Givanni Damico | May 24th, 2019
This may seem like a weird player to take a closer look at since he won the National League MVP award last season, but we will look back at 2018 as well as this year to see what changed for Christian Yelich to make himself into the superstar that he is today.
Christian Yelich was never a bad player. He has always had all the tools, but it was just a matter of him putting it all together. In 2017, his last year with the Miami Marlins, Yelich slashed .282/.369/.439 with 18 home runs and 81 RBIs. He also swiped 16 bags. These are great stats, but clearly not good enough for the Marlins who are in the middle of a rebuild. For those who don’t know, the Marlins received OF Lewis Brinson, OF Monte Harrison, 2B Isan Diaz, and RHP Jordan Yamamoto in return. At the time, Brinson seemed like he would have a great future in the MLB, but after hitting .197 last season, there was a lot of doubt in that. This year, he is only hitting .197, so it’s been a rough start for his young career. The other three guys will take some time to get up to the big leagues, but right now, the trade does not look like it was worth it.
In 2017, Yelich hit the ball hard 35.2% of the time and made medium contact 48.8% of the time. He had a line drive rate of 19.4% and a ground ball rate of 55.4%. Let’s compare him to his former teammate, Marcell Ozuna, in the same season. Ozuna hit the ball hard 39.1% of the time and made medium contact 42.7% of the time. Ozuna had a ground ball rate of 47.1% and a line drive rate of 19.3%. Both of these players had average seasons, so the point of this comparison was to show that Yelich did everything at a very average rate in 2017.
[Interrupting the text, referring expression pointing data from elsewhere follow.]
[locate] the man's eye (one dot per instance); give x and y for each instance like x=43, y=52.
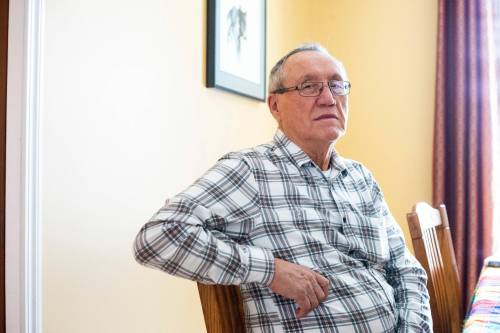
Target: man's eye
x=310, y=86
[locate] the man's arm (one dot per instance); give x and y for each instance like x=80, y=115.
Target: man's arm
x=404, y=273
x=193, y=235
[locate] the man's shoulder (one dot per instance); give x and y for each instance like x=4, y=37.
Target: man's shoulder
x=356, y=166
x=257, y=153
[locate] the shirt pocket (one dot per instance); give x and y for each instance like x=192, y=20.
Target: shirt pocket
x=372, y=232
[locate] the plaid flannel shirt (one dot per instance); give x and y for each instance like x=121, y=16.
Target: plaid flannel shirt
x=271, y=202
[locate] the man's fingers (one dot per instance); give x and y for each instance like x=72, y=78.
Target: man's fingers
x=324, y=283
x=320, y=292
x=304, y=307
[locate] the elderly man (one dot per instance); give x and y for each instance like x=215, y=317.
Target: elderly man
x=305, y=233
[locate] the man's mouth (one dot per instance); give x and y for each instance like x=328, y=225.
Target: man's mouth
x=327, y=116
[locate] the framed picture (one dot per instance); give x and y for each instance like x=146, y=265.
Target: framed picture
x=236, y=46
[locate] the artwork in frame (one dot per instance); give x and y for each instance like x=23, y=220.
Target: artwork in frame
x=236, y=46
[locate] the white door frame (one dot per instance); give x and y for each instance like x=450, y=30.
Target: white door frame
x=23, y=260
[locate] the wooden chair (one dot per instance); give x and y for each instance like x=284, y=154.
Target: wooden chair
x=222, y=308
x=432, y=243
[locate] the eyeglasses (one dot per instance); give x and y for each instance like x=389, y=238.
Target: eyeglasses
x=313, y=89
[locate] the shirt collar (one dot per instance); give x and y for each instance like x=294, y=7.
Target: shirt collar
x=293, y=152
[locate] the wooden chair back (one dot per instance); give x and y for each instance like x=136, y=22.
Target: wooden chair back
x=222, y=308
x=432, y=243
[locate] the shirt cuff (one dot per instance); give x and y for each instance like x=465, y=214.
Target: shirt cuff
x=260, y=265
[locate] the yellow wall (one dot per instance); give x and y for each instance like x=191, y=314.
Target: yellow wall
x=389, y=50
x=127, y=121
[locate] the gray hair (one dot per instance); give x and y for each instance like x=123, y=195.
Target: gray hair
x=277, y=75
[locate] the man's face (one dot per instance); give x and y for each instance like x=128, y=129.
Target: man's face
x=310, y=121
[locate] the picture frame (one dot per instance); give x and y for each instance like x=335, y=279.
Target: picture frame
x=236, y=46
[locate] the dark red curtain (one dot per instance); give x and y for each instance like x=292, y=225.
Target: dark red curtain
x=462, y=134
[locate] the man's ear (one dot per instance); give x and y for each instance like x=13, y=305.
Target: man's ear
x=272, y=102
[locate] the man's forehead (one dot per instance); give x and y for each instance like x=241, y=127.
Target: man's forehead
x=309, y=65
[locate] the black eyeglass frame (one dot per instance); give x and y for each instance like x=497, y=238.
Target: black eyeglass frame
x=300, y=88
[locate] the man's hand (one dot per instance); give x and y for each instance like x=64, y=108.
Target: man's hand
x=299, y=283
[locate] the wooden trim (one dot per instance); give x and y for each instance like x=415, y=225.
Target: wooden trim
x=4, y=24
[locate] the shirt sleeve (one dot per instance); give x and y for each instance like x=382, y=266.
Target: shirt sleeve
x=200, y=233
x=404, y=273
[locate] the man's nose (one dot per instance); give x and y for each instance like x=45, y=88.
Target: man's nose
x=326, y=96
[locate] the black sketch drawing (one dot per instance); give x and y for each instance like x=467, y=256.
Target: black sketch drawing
x=237, y=30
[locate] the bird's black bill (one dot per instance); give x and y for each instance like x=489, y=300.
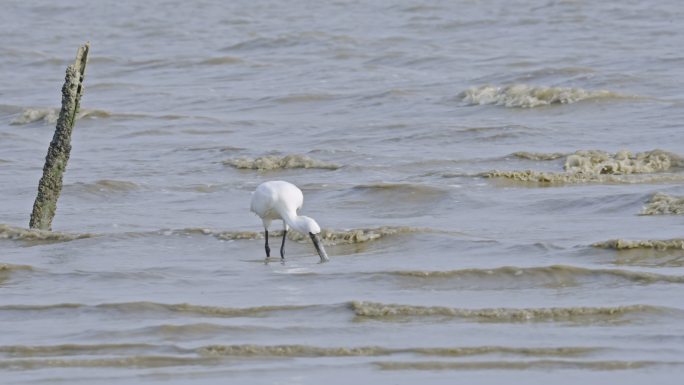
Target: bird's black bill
x=319, y=247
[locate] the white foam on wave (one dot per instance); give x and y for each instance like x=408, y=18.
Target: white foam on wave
x=527, y=96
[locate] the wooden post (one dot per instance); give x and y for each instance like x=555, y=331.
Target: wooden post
x=50, y=185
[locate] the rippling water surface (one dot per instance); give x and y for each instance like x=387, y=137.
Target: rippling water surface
x=499, y=185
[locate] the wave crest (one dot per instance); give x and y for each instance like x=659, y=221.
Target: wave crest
x=599, y=166
x=50, y=115
x=328, y=236
x=662, y=245
x=663, y=204
x=390, y=311
x=271, y=162
x=557, y=273
x=34, y=235
x=526, y=96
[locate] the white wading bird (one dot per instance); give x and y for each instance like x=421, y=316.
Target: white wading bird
x=281, y=200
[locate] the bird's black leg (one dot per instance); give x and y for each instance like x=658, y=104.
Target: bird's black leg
x=282, y=247
x=268, y=249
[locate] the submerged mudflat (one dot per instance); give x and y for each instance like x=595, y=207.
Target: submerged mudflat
x=499, y=186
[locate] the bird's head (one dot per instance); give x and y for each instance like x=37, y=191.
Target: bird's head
x=312, y=228
x=308, y=225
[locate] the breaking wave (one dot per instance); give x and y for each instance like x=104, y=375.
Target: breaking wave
x=160, y=308
x=523, y=365
x=559, y=274
x=621, y=244
x=313, y=351
x=538, y=155
x=268, y=163
x=663, y=204
x=105, y=186
x=526, y=96
x=6, y=270
x=329, y=237
x=569, y=314
x=600, y=166
x=35, y=235
x=50, y=115
x=151, y=356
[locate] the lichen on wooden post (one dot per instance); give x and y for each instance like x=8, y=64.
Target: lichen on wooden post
x=50, y=185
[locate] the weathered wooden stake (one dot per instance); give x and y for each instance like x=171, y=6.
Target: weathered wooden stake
x=50, y=185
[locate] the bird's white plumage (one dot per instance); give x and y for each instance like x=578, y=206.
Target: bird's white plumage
x=280, y=200
x=277, y=200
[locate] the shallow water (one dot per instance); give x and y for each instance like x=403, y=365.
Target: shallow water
x=499, y=186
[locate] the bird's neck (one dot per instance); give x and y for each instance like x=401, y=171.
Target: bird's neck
x=294, y=221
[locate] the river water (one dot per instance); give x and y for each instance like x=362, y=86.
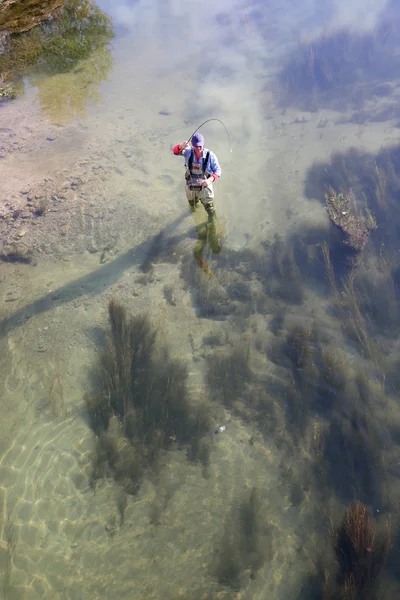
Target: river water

2018 was a whole different animal. Sometimes, it’s just a change in the environment that a player needs to break out. Maybe Yelich realized that now that he wasn’t on a bad team, he could really play for a World Series so he just turned it on. Yelich hit line drives at a higher rate (24.7%), but the key to his success was clearly something else. He brought his hard-hit rate up from 35.2% in 2017 to 47.6% in 2018. Hitting the ball harder equals more power which was the case for Yelich. He doubled his home run total from 2017 by hitting 36 home runs in 2018 while simultaneously bringing his batting average up by 42 points. Yelich actually had a slightly lower contact % in 2018 than he did in 2017 because he was swinging at more pitches outside of the strike zone, but this did not affect his game in any sort of negative way. In fact, his ability to hit balls outside of the strike zone made him much more of a problem for opposing pitchers because they have no idea what to throw him.
Yelich’s 2019 has been even more impressive than his 2018 MVP campaign thus far. He already has more than half of the number of home runs that he hit last season in just 44 games. If he keeps the same pace, then he will hit 70 home runs this season. Will he hit 70 home runs? Highly doubtful, but the fact that he is anywhere near this pace after not being recognized as a power hitter until last season is very impressive. He’s managed to bring his hard-hit rate up even more, from 47.6% to 55.6% so far this season. He is hitting the ball hard twenty percent more than he was two years ago. That is insane progress. He’s also on pace for a career high in stolen bases. His OPS sits at 1.172 after ending last year at an even 1.000 and ending 2017 with a .807 OPS. I’m not sure how sustainable his .408 ISO is (Isolated Power, measures a hitter’s raw power, very unreliable stat), but he’s shown his ability to be a five-tool player and an MVP. Will he go back-to-back as MVP? I guess it depends on how two of our future deep dive subjects, Josh Bell and Cody Bellinger, perform throughout the rest of 2019.